SpaceX launches NASA’s new satellite and lands with a bounce

Illustration of the Sentinel-6 / Michael Frillich satellite in orbit.


The SpaceX Falcon 9 rocket sent a new NASA and European Space Agency satellite to orbit from California on Saturday morning. The Sentinel-6 Michael Freelich satellite is the latest in a series of satellites providing important data about sea level rise and climate change for nearly three decades. It is named after Michael Freelich, former director of NASA’s Earth Science Division, who is considered a pioneer in doing oceanographic work from orbit.

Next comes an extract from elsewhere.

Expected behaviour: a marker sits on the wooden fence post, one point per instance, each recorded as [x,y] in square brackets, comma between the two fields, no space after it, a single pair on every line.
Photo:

The new ocean-detective bird will be able to measure sea levels within a few centimeters for 90% of the oceans worldwide. According to NASA, a twin satellite called Sentinel-6B will join the effort to launch in 2025. Instruments on the new satellites will also provide data on atmospheric temperature and humidity that will help improve weather forecasting.

The mission began with a fairly rare launch from the Vandenberg Air Force Base on the west coast of the US. Several sound booms could be heard in Santa Barbara, Ventura and parts of San Luis Obispo, California, a week before a statement from Vandenberg as Falcon 9 first stage returned to landing after lifting the satellite into orbit. .

The loud boom could be heard in the mission webcast just before making a successful landing ashore just a short distance from the launch pad of Falcon 9’s first stage. See the feed for yourself below.

This is the start of a very busy day for SpaceX, which plans to launch its latest batch of Starlink satellites from Florida.